Interesting subject - makes for interesting reading and much thought

Thank you Tookie

Specializes in Specializes in L/D, newborn, GYN, LTC, Dialysis.

NO teaching experience........HUMMMM ....REALLY????

I believe we nurses are the CONSUMMATE TEACHERS! Are we not? Ok so, she needs a bit of theory. (learning styles, types etc.)..... I think she can do a wonderful job if her heart is in it and she has the desire to learn fast. I think she could be awesome. I had one who was a bedside nurse who adjunct taught at our school. She was the BEST and i HONESTLY say I learned SO MUCH FROM HER and had so LITTLE pressure to do it. She, also had no real teaching experience, but a BSN, and LOTS OF CLINICAL KNOW-HOW! Oh and no ivory tower thinking, just real stuff for learning bedside nursing.
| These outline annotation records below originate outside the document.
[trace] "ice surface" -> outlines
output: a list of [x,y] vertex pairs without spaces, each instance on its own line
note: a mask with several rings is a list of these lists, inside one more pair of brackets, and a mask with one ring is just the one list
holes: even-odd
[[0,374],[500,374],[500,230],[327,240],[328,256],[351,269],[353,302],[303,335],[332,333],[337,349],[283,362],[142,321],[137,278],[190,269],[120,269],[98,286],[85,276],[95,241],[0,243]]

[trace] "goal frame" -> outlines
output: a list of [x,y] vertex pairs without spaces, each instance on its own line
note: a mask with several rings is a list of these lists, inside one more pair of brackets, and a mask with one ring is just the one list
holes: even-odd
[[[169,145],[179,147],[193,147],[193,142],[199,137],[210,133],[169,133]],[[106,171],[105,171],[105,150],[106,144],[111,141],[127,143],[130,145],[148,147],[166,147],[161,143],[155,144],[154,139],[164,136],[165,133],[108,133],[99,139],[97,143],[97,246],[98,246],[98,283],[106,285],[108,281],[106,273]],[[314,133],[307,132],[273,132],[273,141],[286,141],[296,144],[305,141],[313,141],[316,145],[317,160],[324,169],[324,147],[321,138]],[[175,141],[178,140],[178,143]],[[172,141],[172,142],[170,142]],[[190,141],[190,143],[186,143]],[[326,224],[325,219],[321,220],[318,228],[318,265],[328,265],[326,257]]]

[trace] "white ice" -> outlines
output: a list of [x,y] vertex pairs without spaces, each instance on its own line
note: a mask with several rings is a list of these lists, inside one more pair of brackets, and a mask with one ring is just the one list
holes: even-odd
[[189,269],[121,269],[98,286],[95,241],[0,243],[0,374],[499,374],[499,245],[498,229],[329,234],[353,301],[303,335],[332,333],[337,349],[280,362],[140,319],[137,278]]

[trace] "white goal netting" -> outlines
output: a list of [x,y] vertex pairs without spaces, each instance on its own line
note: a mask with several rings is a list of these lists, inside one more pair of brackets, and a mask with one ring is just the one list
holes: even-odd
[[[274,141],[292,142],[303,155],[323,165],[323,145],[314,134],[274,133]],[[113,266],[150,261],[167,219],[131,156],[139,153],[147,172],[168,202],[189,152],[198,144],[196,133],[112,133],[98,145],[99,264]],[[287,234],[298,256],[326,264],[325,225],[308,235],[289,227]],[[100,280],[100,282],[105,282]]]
If someone has the desire to teach and believes in what he/she is teaching, I say go for it!

Specializes in LDRP; Education.

It's not about hiring someone only with "teaching experience" but hiring a *qualified* nurse to do so, ie someone who has been taught how to teach.

I have been precepted by excellent clinical nurses who could not verbalize their skills to a stone. As a nurse, sure I've taught to patients; ran off a teaching checklist, went over points, maybe even asked for a return demonstration, but it is not the same thing. The MSN program I am in now is one that teaches us HOW to teach, how to deliver your message effectively, how to identify when learning hasn't taken place and how to know when your students are faking it.

I don't believe in taking a nurse, who has only been a bedside nurse and saying that by virtue of being a nurse she is qualified to teach at the academic level. Uh-uh, no way.